Large Leaf Tamarind
Large Leaf Tamarind is a slender, palm-like gully tree that bears sweet, tart fruits prolifically each season. It occurs naturally in temperate and sub-tropical regions along the east coast of Australia.
Creamy brown flowers form in Spring, maturing from October to January. The fleshy yellow-orange fruit is sour to taste, but like the Asian Tamarind, may be enjoyed raw or processed into jams, jellies, sauces, candies and drinks.
Fruits will fall from the tree when ripe, and should be collected as soon as possible as they are a favourite of ants, birds, bats and other garden creatures.
The Large Leaf Tamarind may be grown in full sun or part shade, as long as it’s sheltered from strong winds and frosts. It prefers moist soil throughout the year, but can thrive in a range of soil types under most pH conditions.
This tree can grow to 8m tall in a domestic garden, but will also do fine in a large pot.
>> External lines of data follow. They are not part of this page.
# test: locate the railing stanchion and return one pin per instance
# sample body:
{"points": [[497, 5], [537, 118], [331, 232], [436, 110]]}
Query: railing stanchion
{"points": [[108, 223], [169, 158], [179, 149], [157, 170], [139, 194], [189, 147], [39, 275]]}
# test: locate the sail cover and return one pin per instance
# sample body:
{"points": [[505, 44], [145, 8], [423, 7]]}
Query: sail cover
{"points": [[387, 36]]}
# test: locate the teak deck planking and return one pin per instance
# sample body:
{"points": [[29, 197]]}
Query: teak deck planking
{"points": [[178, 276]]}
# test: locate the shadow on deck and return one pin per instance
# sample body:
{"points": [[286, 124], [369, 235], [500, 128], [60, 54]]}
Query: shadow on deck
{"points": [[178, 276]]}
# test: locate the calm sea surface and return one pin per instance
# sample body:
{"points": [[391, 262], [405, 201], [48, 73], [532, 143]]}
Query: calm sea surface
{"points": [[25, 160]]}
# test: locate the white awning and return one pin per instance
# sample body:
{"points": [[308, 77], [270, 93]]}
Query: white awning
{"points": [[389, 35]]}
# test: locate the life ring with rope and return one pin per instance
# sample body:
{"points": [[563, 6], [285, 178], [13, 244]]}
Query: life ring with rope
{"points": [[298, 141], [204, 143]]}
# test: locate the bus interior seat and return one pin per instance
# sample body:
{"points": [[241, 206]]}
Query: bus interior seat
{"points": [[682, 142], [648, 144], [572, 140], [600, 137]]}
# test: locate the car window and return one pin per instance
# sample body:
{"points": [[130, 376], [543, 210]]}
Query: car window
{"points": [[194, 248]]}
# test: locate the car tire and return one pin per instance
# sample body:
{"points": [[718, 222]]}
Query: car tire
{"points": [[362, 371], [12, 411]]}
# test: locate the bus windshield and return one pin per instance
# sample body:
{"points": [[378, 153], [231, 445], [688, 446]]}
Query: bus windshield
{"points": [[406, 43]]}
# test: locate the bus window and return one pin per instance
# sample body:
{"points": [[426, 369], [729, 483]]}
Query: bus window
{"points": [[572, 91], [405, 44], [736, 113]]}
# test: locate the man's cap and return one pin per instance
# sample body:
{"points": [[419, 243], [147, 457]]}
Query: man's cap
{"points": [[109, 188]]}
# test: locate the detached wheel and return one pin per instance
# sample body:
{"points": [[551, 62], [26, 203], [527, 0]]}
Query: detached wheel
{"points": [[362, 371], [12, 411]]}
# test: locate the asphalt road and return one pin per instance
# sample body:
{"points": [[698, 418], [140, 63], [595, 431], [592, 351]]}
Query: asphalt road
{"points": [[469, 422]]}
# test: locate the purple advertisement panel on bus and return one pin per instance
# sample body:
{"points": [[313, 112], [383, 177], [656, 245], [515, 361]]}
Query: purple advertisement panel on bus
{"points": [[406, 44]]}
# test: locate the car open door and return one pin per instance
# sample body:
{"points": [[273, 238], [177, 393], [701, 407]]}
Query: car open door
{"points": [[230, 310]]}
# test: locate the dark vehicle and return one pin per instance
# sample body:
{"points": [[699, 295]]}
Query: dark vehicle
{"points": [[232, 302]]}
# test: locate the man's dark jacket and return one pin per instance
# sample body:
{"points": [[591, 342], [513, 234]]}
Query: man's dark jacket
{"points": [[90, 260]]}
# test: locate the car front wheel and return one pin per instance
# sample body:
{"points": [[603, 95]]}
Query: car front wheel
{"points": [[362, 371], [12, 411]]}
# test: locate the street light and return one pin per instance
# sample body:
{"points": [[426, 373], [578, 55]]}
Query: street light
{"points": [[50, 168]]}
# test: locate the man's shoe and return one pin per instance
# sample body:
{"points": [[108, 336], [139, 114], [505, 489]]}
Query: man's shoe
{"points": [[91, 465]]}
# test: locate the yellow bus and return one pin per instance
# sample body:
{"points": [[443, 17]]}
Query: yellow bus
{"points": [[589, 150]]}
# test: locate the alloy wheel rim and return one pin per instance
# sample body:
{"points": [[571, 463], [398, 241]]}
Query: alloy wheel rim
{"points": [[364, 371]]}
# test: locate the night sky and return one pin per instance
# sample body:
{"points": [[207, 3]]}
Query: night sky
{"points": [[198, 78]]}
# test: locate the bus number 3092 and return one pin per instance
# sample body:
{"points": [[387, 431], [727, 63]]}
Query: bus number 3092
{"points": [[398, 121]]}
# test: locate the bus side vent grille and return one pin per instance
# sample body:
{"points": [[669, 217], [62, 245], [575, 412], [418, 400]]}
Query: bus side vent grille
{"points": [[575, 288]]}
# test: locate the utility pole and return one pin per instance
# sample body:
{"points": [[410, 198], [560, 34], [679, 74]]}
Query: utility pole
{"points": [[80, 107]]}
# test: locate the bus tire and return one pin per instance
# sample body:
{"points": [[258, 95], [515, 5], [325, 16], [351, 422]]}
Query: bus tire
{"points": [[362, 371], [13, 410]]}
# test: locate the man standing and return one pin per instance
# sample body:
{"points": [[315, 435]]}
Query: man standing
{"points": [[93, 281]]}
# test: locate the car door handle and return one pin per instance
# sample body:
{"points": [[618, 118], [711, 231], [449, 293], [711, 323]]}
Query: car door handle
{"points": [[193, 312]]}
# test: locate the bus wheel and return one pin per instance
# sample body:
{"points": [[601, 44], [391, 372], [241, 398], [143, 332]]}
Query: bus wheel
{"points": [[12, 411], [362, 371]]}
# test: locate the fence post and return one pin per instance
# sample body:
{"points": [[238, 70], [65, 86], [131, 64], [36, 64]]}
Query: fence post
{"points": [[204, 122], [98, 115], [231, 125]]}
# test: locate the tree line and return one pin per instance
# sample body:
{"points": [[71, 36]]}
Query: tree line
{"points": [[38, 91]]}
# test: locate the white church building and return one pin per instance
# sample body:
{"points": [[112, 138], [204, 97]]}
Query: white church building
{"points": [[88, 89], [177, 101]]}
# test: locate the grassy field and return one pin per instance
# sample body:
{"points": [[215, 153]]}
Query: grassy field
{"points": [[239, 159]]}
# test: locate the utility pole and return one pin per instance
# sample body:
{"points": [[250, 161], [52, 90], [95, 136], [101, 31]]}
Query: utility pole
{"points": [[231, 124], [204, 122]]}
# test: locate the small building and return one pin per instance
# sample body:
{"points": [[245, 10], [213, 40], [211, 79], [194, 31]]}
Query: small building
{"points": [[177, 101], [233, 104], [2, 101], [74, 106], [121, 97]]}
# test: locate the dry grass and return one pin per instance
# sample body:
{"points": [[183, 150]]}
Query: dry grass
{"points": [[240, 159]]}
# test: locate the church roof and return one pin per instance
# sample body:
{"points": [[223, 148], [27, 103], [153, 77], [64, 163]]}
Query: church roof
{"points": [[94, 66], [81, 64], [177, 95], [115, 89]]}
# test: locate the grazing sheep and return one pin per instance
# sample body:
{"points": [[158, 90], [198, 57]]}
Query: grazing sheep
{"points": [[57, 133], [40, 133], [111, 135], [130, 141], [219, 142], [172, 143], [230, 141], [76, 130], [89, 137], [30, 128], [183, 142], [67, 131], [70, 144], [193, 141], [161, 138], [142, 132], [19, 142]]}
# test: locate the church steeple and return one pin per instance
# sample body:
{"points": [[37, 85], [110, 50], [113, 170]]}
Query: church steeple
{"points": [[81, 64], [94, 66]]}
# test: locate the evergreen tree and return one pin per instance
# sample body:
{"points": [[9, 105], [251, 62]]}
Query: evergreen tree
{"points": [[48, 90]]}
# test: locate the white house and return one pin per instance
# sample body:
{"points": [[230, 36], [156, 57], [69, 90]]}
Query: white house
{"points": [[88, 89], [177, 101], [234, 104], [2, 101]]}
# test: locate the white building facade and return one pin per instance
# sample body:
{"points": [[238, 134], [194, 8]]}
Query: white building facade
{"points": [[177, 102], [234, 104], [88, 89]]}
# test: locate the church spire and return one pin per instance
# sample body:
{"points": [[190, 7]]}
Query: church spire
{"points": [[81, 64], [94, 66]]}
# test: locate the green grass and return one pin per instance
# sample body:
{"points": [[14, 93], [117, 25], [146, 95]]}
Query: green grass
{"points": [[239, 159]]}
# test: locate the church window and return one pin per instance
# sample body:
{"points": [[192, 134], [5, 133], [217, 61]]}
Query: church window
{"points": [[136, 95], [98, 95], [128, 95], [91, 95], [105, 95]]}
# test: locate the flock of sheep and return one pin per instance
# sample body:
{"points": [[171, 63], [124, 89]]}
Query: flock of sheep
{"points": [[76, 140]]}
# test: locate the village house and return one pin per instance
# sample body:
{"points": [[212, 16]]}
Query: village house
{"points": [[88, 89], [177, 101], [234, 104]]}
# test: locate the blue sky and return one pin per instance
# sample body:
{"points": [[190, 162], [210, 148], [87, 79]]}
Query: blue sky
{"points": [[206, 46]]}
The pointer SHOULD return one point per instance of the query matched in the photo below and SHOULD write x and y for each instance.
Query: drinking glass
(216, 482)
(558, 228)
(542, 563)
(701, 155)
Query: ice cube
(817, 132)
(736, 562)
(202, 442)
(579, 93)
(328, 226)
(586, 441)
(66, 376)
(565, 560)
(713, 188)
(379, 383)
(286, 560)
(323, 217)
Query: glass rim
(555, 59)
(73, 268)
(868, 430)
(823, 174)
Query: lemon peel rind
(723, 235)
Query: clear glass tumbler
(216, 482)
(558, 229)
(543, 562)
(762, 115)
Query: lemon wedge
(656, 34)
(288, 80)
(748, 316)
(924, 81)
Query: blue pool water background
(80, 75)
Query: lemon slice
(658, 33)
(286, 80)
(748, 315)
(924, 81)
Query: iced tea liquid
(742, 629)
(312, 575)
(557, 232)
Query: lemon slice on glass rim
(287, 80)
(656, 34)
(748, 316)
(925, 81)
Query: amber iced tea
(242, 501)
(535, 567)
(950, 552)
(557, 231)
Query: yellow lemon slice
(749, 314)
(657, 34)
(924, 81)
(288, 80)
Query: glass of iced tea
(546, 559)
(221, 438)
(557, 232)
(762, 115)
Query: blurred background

As it grows vigorously, it needs regular pruning to keep it at a manageable size. The large, velvety leaves make for an attractive and desirable pot plant in a patio or courtyard setting.
Why are the leaves of my Large Leaf Tamarind turning brown at the edges?
Young trees are prone to leaf burn in hot dry weather, especially if planted in full sun.
My Large Leaf Tamarind fruits look deformed or full of holes. What’s going on?
There’s a good chance you’re sharing your fruit with a variety of other hungry creatures like birds, bats, ants and fruit flies. Harvest fruit as soon as it’s ripe to avoid missing out!
Should I be worried that my Large Leaf Tamarind plant is covered in ants?
No, but if you notice the leaves browning and dying back prematurely, the ants may be farming aphids on your tree. Either manage the aphids with neem oil or lady beetles, or manage the ants with repellants or physical removal.